Transient receptor potential melastatin-4 is involved in hypoxia-reoxygenation injury in the cardiomyocytes.

PMID 25836769


Ischemic heart disease still remains the most common cause of cardiac death. During ischemia-reperfusion (I/R), reactive oxygen species (ROS) are produced in excess in cardiac tissue, where they induce cell death. Our previous study showed that 9-phenanthrol (9-Phe), a specific inhibitor of the TRPM4 channel, preserves cardiac contractile function and protects the heart from I/R injury-related infarction in the excised rat heart. Accordingly, we hypothesized that TRPM4 channels are involved in the 9-Phe-mediated cardioprotection against ROS-induced injury. In rats, intravenous 9-Phe mitigated the development of myocardial infarction caused by the occlusion of the left anterior descending artery.
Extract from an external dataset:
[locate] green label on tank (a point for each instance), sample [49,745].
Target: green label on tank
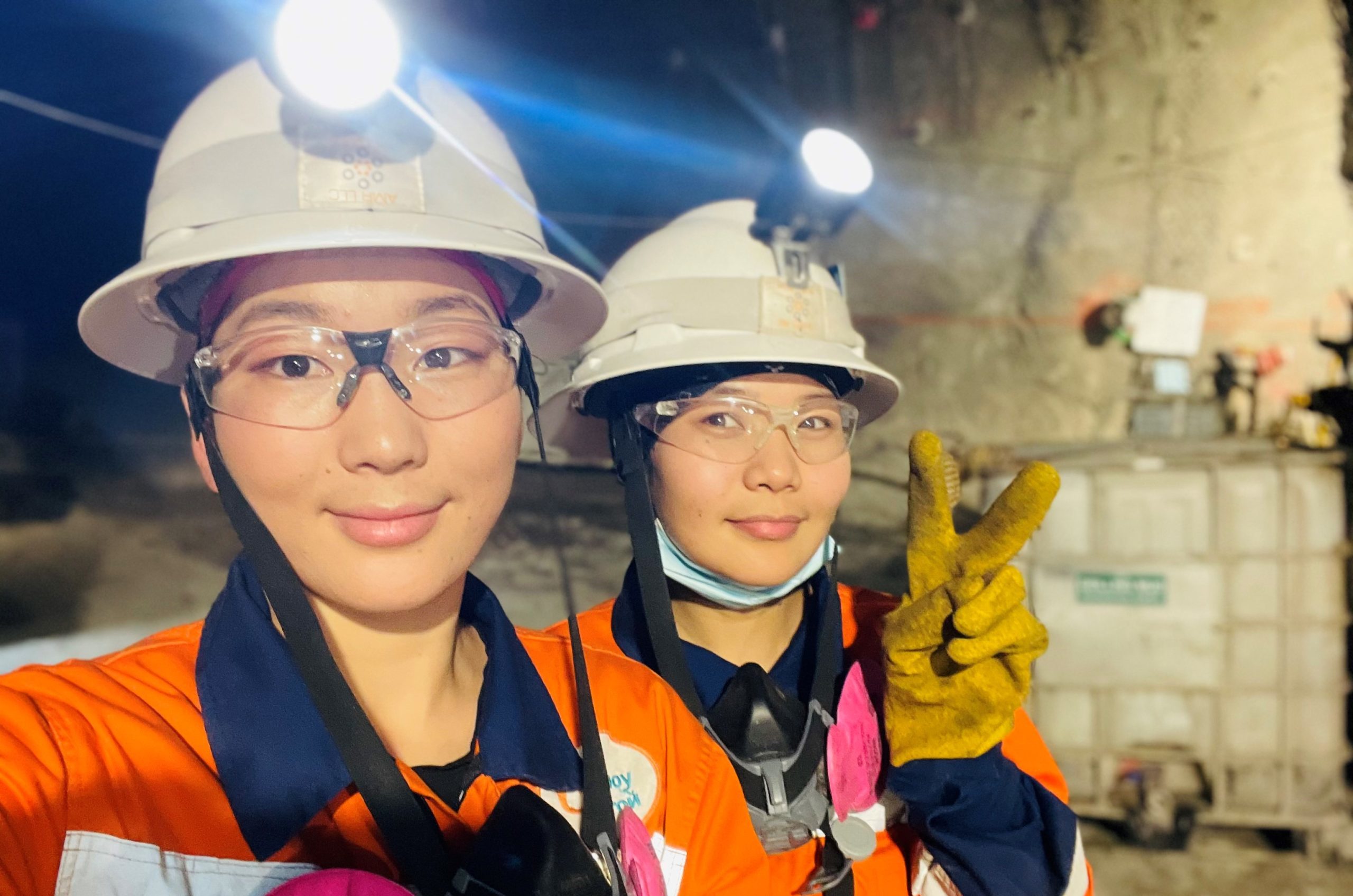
[1126,589]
Immunohistochemical analysis indicated that TRPM4 proteins are expressed in ventricular myocytes susceptible to I/R injury. Hydrogen peroxide (H2O2) is among the main ROS overproduced during I/R. In the cardiomyocyte cell line H9c2, pretreatment with 9-Phe prevented cell death induced by conditions mimicking I/R, namely 200 μM H2O2 and hypoxia-reoxygenation. Gene silencing of TRPM4 preserved the viability of H9c2 cardiomyocytes exposed to 200 μM H2O2. These results suggest that the cardioprotective effects of 9-Phe are mediated through the inhibition of the TRPM4 channels.